The Akiyama–Tanigawa algorithm is a cute way to compute the Bernoulli numbers.

AT := proc(n) local m, j, A;
for m from 0 by 1 to n do
A[m] := 1/(m + 1);
for j from m by -1 to 1 do
A[j - 1] := j * (A[j - 1] - A[j])
od od; A[0] end:


The sum representation Bn = Sum(k=0..n) V(n, k)/(k+1) and the recursion for V(n,k) suggest a similar algorithm.

VB := proc(n) local m, j, A;
if n = 0 then 1 else A[0] := 0; A[1] := 1;
for m from 2 by 1 to n do A[m] := 0;
for j from m by -1 to 1 do
A[j] := j * (A[j - 1] + A[j])
od od;


An advantage of the VB algorithm over the AT algorithm is that it postpones rational arithmetic to the computation of the sum (the A[j]'s in AT are rational numbers, the A[j]'s in VB are integers). Does this make a noticeable difference? Let us benchmark! I used the two procedures as given above; however, I replaced 'end:' by 'NULL; end:' to suppress the output. On my personal computer with Maple V Release 5 I got the following results (times in seconds):

 n AT VB 100 0.047 0.016 200 0.594 0.187 400 7.656 1.203 800 92.766 9.376

VB is up to ten times faster!

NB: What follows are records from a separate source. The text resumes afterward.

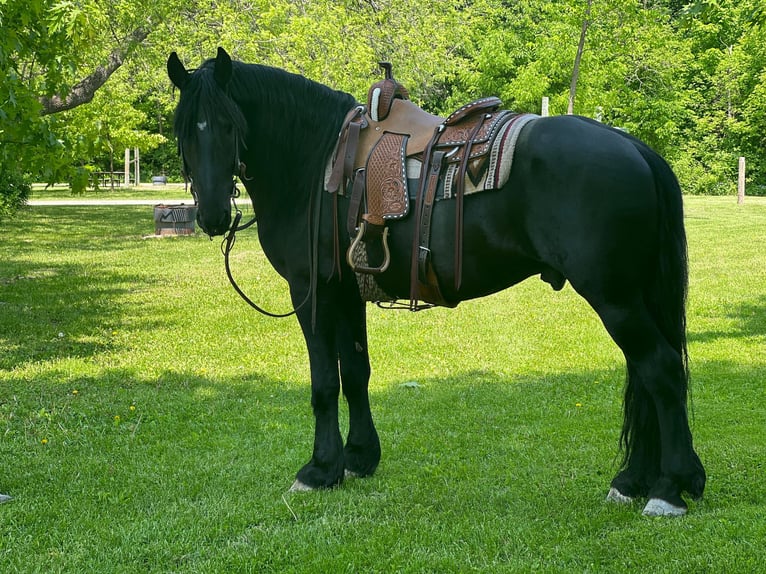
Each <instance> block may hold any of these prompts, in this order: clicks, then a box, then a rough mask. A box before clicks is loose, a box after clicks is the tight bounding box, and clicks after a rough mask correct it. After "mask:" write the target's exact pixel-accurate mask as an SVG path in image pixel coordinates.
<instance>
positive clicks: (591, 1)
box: [567, 0, 593, 116]
mask: <svg viewBox="0 0 766 574" xmlns="http://www.w3.org/2000/svg"><path fill="white" fill-rule="evenodd" d="M592 3H593V0H588V5H587V6H586V7H585V15H584V16H583V19H582V29H581V30H580V43H579V44H578V45H577V54H576V55H575V63H574V69H573V70H572V83H571V84H570V85H569V104H568V105H567V114H568V115H570V116H571V115H572V114H573V113H574V100H575V95H576V94H577V80H578V79H579V77H580V60H582V53H583V50H584V48H585V35H586V34H587V33H588V25H589V24H590V7H591V4H592Z"/></svg>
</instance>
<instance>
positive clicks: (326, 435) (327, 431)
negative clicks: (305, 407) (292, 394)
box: [291, 286, 345, 491]
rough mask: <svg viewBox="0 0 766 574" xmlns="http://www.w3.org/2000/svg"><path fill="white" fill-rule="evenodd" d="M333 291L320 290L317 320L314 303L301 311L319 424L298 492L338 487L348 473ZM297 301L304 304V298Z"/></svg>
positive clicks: (296, 480) (295, 482) (312, 401)
mask: <svg viewBox="0 0 766 574" xmlns="http://www.w3.org/2000/svg"><path fill="white" fill-rule="evenodd" d="M330 291H331V290H330V288H328V287H326V286H324V288H323V287H319V288H318V289H317V294H316V321H315V322H313V321H312V308H311V307H312V306H311V305H310V304H307V305H305V306H304V307H303V308H301V309H299V310H298V313H297V315H298V321H299V323H300V325H301V329H302V330H303V336H304V338H305V339H306V347H307V349H308V353H309V364H310V367H311V407H312V409H313V411H314V425H315V426H314V452H313V454H312V455H311V460H310V461H309V462H308V463H307V464H306V465H304V467H303V468H301V469H300V470H299V471H298V474H297V476H296V479H295V482H294V483H293V486H292V488H291V490H294V491H295V490H313V489H315V488H328V487H332V486H336V485H338V484H340V483H341V482H342V481H343V476H344V468H345V463H344V458H343V439H342V438H341V434H340V428H339V425H338V395H339V393H340V374H339V371H338V349H337V343H336V325H337V321H338V312H337V309H336V305H337V303H336V301H335V300H334V298H333V297H332V293H331V292H330ZM295 298H296V297H295V296H294V297H293V299H295ZM294 304H296V305H298V304H300V299H299V300H298V302H296V303H294ZM312 323H313V324H312Z"/></svg>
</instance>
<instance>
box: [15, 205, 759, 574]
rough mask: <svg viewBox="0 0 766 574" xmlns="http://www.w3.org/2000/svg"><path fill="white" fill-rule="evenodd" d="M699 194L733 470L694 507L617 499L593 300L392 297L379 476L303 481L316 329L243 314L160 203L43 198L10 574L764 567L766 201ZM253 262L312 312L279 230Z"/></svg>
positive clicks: (21, 329) (716, 348)
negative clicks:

This is fun. ;-)

## New sequences for the OEIS

Based on the above considerations I will submit the following sequences to the OEIS.

                                  0,
0, 1,
0, 3, -3,
0, 7, -18, 11,
0, 15, -75, 110, -50,
0, 31, -270, 715, -750, 274,
0, 63, -903, 3850, -7000, 5754, -1764,
0, 127, -2898, 18711, -52500, 72884, -49392, 13068,


This triangle is (up to sign) Worpitzky(n,k)Harmonic(k) as well as Stirling1(k+1,2)Stirling2(n+1,k+1) for n ≥ 0 and k ≥ 0. The fact that the sum of the rows is 0,1,0,0,0,... was a crucial step in some part of the proof above. The triangle should be supplemented by the sequence 0,1,3,18,125,1020,9667,104790,.. which is the sum over the odd k's in a row. (Who comes up with a combinatorial interpretation?!) Note that the right hand side of the triangle is A000254 resp. A081048.
The sequences now are : A176276 and A176277.